Zorio ha rinnovato il linguaggio della scultura liberandola dalla fissità e dalla pesantezza a cui è tradizionalmente associata. In Colonna, 1967, un pesante conduttore in Eternit è poggiato su una camera d’aria, quasi si trattasse di una colonna rovesciata. Il conduttore rimane quindi in una situazione di equilibrio precario; a sua volta, a causa del peso dello stesso elemento, la camera d’aria diventa durissima e la gomma perde di duttilità. La giustapposizione dei due materiali intacca l’apparente natura di ciascuno di essi, proponendo un’immagine architettonica di elevazione.
L’idea di ascesa è anche presente in Macchia III, 1968. «Quanto mi ha sempre interessato – nota a questo proposito l’artista – è stato il tentativo di sollevare la scultura, di sospenderla e collocarla in aria, al fine di occupare tutto lo spazio, compreso l’orizzonte aereo». L’opera è realizzata spargendo a terra, in cerchi concentrici, gomma liquida. Successivamente, la gomma viene sospesa nello spazio mediante corde la cui tensione non è mai definitiva. L’innalzamento della scultura corrisponde alla capacità dell’artista di rendere tangibile l’appartenenza dell’opera allo spazio dell’immaginazione, rinnovando continuamente la meraviglia di un incontro inaspettato.

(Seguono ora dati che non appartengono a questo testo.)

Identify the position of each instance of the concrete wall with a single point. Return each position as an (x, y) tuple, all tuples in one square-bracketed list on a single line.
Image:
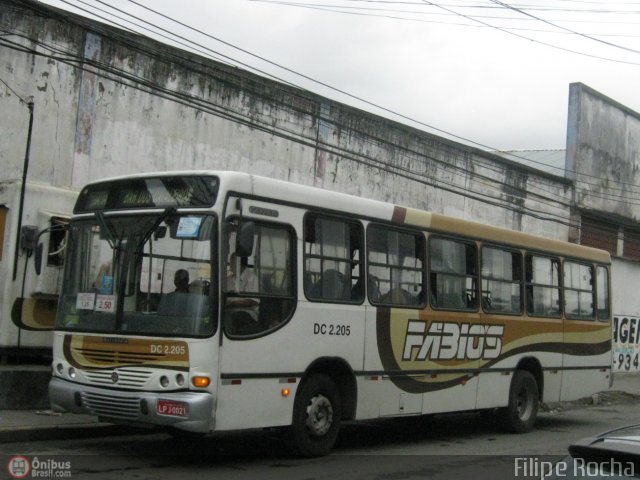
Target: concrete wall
[(108, 102), (603, 156), (603, 153), (99, 122)]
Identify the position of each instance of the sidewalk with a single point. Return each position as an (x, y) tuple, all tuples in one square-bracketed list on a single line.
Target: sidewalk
[(32, 425)]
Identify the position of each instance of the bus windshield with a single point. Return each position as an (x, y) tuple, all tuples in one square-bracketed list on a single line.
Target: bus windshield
[(140, 274)]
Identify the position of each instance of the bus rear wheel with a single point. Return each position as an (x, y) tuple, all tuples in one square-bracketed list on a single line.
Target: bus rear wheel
[(520, 415), (317, 413)]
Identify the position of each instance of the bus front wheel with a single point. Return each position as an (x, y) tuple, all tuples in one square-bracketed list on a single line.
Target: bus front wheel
[(520, 415), (316, 416)]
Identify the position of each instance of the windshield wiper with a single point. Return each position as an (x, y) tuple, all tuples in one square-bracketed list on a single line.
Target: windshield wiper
[(109, 231), (167, 212)]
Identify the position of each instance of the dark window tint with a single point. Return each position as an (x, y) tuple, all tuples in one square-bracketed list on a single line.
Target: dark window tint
[(501, 281), (333, 259), (543, 286), (396, 267), (578, 291), (453, 274)]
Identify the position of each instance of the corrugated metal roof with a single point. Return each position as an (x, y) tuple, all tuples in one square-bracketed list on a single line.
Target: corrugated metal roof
[(549, 161)]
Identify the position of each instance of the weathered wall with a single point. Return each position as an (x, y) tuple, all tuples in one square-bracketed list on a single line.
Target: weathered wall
[(603, 153), (108, 102), (139, 106)]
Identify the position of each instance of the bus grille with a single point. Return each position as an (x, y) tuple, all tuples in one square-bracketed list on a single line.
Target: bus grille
[(111, 406), (110, 357), (126, 377)]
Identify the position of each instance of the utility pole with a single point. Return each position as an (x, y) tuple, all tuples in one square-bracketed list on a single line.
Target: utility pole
[(25, 168)]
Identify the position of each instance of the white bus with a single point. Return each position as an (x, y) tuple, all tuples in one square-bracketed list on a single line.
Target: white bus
[(213, 301)]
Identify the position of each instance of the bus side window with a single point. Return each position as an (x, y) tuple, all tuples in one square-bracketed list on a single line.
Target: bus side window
[(453, 274), (542, 277), (259, 293), (333, 269), (396, 267), (579, 298), (602, 287), (501, 271)]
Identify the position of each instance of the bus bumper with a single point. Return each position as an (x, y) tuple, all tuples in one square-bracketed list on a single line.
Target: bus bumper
[(189, 411)]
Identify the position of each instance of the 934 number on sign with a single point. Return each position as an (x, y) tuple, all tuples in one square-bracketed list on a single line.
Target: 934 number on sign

La dimensione narrativa è spesso presente nelle sue opere, nella forma di un raccontare fantastico che attraversa il tempo e lo spazio. In questo senso, compaiono nei lavori elementi come crogiuoli, giavellotti, otri e soprattutto canoe, assunti quali ideali strumenti di viaggio. Barca nuragica, 2000, è una sezione di canoa in giunchi intrecciati, presentata quale vettore che ha attraversato la storia e diverse civiltà. Dinamicamente triangolare, l’opera effettua movimenti che sembrano preludere a un nuovo viaggio. Sollevata nello spazio, essa è anche liberata dal silenzio e restituita alla vita grazie al sibilo emesso dall’aria compressa che ne provoca il movimento.